Spirals Ransomware Technical Details
Spirals is a fully featured ransomware platform incorporating:
- Privilege escalation
- Defense evasion
- Process termination
- Lateral movement
- Automated deployment
Encryption Architecture
| Component | Implementation |
|---|---|
| Symmetric Encryption | AES-128 per file |
| Key Protection | ECDH P-256 public key |
| Optimization | Intermittent chunk encryption |
The ransomware uses partial encryption for files larger than 5 MB to significantly increase encryption speed while maintaining impact.
Data Theft and Extortion
The operation follows a double-extortion model.

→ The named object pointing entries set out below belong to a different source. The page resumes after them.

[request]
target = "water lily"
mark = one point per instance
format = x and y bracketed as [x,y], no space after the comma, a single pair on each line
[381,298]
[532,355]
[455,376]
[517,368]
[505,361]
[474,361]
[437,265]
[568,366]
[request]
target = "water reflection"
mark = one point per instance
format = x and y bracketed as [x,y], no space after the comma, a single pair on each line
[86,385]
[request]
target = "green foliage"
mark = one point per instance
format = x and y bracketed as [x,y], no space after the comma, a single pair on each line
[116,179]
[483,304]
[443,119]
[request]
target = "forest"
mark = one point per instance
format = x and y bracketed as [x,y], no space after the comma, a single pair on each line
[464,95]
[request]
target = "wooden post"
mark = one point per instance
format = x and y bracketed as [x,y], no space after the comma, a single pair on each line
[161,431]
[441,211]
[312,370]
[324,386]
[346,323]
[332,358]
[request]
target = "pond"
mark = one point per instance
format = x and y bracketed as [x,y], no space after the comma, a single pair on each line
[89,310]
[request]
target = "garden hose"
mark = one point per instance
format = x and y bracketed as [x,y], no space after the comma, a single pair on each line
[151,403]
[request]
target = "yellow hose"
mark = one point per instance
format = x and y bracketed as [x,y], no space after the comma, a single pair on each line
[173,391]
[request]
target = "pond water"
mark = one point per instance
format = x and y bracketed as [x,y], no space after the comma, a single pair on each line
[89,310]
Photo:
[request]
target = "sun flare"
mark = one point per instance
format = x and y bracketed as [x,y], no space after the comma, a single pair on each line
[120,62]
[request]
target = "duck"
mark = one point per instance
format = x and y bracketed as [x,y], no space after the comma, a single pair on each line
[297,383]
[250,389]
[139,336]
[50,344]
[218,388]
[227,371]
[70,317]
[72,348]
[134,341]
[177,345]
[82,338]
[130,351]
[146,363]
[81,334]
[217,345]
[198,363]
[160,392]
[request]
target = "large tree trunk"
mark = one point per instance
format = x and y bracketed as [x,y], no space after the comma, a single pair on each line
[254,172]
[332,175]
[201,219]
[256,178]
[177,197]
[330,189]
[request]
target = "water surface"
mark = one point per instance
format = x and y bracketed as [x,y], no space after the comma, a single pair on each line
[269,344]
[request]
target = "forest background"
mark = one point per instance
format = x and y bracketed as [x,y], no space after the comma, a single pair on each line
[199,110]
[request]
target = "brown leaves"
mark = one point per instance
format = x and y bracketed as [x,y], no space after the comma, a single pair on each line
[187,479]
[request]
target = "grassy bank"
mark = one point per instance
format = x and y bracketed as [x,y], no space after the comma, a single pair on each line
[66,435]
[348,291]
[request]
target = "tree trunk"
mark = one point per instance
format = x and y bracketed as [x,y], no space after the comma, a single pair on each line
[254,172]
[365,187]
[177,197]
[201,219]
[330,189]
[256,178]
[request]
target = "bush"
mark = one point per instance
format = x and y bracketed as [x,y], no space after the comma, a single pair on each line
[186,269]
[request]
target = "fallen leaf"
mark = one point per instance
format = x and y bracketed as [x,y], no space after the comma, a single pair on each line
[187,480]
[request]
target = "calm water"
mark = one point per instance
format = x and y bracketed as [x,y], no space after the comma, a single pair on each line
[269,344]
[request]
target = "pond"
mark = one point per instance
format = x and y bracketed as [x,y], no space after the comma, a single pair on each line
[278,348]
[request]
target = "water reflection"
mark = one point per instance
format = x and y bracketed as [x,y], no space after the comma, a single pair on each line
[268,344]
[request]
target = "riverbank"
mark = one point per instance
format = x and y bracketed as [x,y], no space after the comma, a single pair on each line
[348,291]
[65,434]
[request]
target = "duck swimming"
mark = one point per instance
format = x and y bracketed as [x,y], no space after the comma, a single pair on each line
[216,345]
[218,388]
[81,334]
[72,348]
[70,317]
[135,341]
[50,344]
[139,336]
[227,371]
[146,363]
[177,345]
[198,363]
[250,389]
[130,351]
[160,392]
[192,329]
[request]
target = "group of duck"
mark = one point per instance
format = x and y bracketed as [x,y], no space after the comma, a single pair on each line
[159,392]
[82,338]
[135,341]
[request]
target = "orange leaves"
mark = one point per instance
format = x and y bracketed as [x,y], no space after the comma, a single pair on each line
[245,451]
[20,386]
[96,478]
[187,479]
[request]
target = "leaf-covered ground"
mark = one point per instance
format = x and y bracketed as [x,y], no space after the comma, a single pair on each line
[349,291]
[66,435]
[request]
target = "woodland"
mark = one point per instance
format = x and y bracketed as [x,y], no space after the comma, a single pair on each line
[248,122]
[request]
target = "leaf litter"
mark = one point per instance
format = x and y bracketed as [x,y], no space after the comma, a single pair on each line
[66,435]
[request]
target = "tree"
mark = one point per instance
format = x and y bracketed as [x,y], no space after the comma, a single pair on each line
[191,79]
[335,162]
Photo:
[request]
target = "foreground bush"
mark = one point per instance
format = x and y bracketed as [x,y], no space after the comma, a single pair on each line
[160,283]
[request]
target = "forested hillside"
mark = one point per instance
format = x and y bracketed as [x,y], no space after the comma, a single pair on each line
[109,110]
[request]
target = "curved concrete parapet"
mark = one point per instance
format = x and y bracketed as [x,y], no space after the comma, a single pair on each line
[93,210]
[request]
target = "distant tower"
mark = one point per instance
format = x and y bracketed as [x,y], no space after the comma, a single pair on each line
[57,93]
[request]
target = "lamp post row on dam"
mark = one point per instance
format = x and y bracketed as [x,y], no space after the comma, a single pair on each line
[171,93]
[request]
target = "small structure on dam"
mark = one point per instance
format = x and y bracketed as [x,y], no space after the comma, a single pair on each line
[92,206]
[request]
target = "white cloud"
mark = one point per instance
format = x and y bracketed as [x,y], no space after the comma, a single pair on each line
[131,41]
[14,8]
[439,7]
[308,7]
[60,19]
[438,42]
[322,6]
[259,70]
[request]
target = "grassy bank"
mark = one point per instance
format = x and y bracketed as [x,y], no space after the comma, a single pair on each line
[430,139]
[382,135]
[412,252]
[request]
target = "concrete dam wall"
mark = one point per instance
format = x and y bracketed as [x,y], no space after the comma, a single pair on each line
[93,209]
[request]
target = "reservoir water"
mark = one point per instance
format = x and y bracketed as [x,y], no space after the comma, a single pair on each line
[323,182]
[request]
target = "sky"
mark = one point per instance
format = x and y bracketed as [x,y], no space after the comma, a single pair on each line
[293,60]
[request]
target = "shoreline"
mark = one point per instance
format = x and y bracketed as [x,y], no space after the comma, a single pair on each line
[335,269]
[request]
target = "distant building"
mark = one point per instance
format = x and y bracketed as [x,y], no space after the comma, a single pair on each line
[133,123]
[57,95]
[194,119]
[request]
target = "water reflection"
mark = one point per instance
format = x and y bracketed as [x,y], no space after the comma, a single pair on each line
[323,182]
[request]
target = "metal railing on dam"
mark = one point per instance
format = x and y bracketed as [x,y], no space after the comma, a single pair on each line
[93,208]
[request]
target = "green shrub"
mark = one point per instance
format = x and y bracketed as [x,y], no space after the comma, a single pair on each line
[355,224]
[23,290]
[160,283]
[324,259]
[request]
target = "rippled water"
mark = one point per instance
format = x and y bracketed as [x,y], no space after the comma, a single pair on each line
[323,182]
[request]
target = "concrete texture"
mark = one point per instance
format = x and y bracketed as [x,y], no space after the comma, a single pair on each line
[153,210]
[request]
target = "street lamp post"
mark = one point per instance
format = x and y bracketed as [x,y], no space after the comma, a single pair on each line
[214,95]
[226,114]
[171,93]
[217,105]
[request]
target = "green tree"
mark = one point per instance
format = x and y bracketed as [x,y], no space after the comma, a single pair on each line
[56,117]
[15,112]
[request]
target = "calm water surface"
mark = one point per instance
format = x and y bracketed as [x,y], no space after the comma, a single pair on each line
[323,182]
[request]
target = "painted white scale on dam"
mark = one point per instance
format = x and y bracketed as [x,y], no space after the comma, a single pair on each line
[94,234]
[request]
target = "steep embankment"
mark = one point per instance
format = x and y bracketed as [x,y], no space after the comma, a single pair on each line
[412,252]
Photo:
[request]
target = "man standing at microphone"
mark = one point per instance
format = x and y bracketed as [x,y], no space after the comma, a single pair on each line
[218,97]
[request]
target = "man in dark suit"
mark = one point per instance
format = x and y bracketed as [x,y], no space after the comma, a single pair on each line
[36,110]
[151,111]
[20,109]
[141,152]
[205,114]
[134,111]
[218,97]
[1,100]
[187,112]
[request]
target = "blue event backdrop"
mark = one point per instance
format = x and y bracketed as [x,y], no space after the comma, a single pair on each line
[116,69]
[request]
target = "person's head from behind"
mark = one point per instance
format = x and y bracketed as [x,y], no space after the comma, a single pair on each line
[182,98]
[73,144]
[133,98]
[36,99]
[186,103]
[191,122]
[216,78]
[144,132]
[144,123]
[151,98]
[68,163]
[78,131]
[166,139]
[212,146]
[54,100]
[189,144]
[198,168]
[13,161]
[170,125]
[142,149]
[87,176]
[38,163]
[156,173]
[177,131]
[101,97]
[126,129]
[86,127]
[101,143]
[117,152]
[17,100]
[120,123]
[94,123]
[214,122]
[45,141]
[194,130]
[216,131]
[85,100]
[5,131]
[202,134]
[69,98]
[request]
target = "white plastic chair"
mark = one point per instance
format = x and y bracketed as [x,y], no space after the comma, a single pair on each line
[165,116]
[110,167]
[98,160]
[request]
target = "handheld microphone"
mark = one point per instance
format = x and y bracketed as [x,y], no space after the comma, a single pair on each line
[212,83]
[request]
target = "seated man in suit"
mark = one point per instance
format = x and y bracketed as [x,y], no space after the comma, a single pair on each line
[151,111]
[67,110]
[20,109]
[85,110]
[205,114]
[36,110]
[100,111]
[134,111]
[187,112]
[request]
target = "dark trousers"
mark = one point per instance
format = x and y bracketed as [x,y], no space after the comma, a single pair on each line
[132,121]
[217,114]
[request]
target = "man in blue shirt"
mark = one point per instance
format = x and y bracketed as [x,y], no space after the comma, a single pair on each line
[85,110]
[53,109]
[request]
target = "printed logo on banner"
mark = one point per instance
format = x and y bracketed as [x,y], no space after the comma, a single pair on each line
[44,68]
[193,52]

A ransom note is dropped as:
C:\RECOVERY_SECTION.log
Victims are threatened with public release of stolen corporate data if payment is not made.
Extortion Window
6 Days
The note directs victims to a Tor-based negotiation portal that explicitly identifies the threat group as:
Spirals
Credential Theft Activity
Researchers observed credential harvesting using:
rundll32.exe
comsvcs.dll
to dump LSASS memory.
This technique is commonly used to obtain:
- Domain credentials
- Administrative passwords
- Kerberos tickets
- Service account credentials
Infrastructure Identified
Symantec identified infrastructure associated with the operation.
Staging Server
185.141.216[.]194
Researchers also identified compromised domains used to host malicious payloads and facilitate deployment.
Indicators of Attack
Security teams should monitor for:
IIS Activity
- Unexpected ASP.NET files
- New web shells
- IIS spawning PowerShell
- IIS spawning cmd.exe
Lateral Movement
- WMI execution
- PsExec activity
- Rapid host-to-host connections
Credential Access
- LSASS memory access
- rundll32 + comsvcs.dll execution
- SAM hive access
Ransomware Staging
- Suspicious executables named
bitsadmin.exe - Files copied into SYSVOL
- Defender configuration changes
Recommended Defensive Actions
Web Server Monitoring
Monitor internet-facing IIS servers for:
- Unauthorized ASP.NET uploads
- New web shell deployments
- Abnormal worker process activity
Lateral Movement Detection
Generate alerts for:
- PsExec execution
- WMI execution
- Rapid internal host scanning
Credential Protection
- Restrict Domain Admin usage
- Enable Credential Guard
- Monitor LSASS access attempts
- Prevent credential dumping
Backup Protection
- Isolate backup infrastructure
- Protect backup credentials
- Monitor service termination attempts
Key Takeaway
Although Spirals ransomware has only been observed in a single attack so far, the operation demonstrates a mature and highly capable threat actor. By combining IIS web shells, Cloudflare tunnels, WMI, PsExec, credential dumping, and SYSVOL-based propagation, the attackers were able to compromise and encrypt an enterprise environment in under 24 hours.
Organizations operating internet-facing IIS infrastructure should immediately review monitoring controls for web shell activity, credential dumping attempts, and large-scale PsExec or WMI execution across internal networks.